Understanding the interactions between different components of the pelagic ecosystem to explore management options
Exploring and predicting the impact of environmental factors on fisheries ecosystems is of high importance to food security for the Pacific region. The models that we use to do this have been developed and improved over the years. Ecopath with Ecosim (EwE) is a model that is based on the food web: we assume that there is a steady state in this system so that the biomass is balanced (mass balance model). In this way, we can visualise the ecosystem and look at how this equilibrium can be influenced by fishing and environmental changes and explore management options.
This biodynamic trophic modelling approach provides a framework for the construction of mass-balance models of ecosystems. Modelling is based on estimates of how abundant the resources are (biomasses), the productivity or mortality rates of the resources, how they interact (diet compositions and food consumption rates), and how efficiently the resources are utilised in the ecosystem, including by fisheries. It needs data on the different components of the ecosystem and, central to the process of balancing the model, information on the diet matrix which tells us about the links between the species. EwE has the capacity to test different fishing policies and environmental change scenarios. The model allows us to visualise the ecosystem and it is a very useful learning tool to better apprehend the ecosystem and how it functions. By means of dynamic simulations it can help managers to identify the most robust and reliable management options that will achieve their objectives.

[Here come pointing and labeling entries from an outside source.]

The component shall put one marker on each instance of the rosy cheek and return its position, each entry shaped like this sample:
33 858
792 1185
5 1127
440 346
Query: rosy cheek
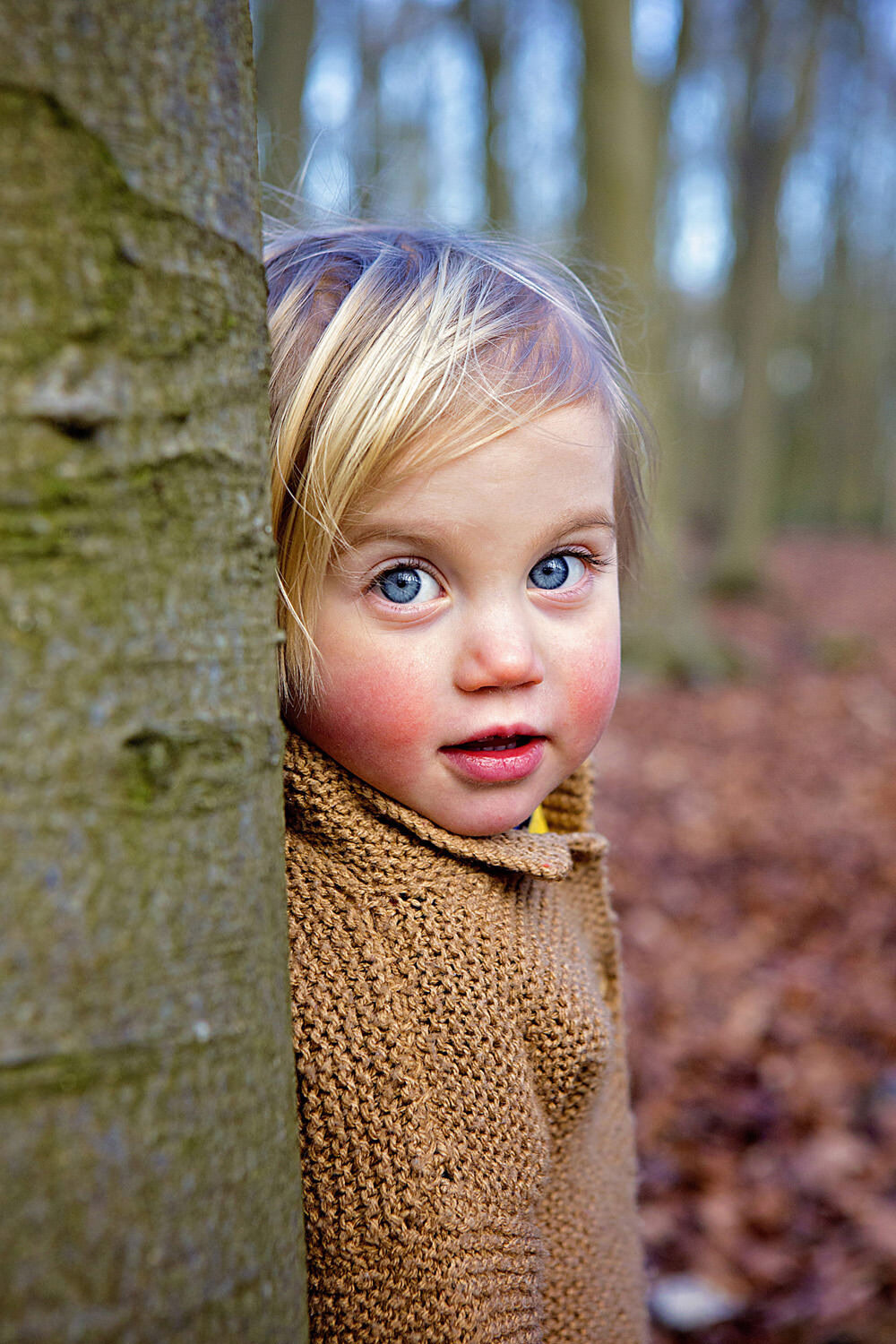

Several Ecopath models have been developed since 2002 for the warm pool in the western and central Pacific Ocean (WCPO), with improvements for each iteration. Some of the results of the models indicate:
- Increases in purse-seine fishing effort on FADs result in greater mortality of sharks, and in decreases in the biomass of some tuna species and size classes. Conversely, reductions in purse-seine fishing effort on FADs increase the numbers of sharks, although such benefits are not as pronounced when purse-seine fishing effort on FADs is transferred to purse-seine fishing on free schools of tuna. Increases in longline fishing result in greater mortality of sharks, opah, and some billfish species.
- Climate change and fishing effects interact. The ecosystem food web is sensitive to the synergistic effect of both factors, and for most species, climate change exacerbates the negative effect of any increase in fishing mortality.
- Long-lived species are particularly sensitive to climate change and fishing mortality.
- Climate change has a negative impact on edible bycatch species biomass with the strongest effects predicted after 2050.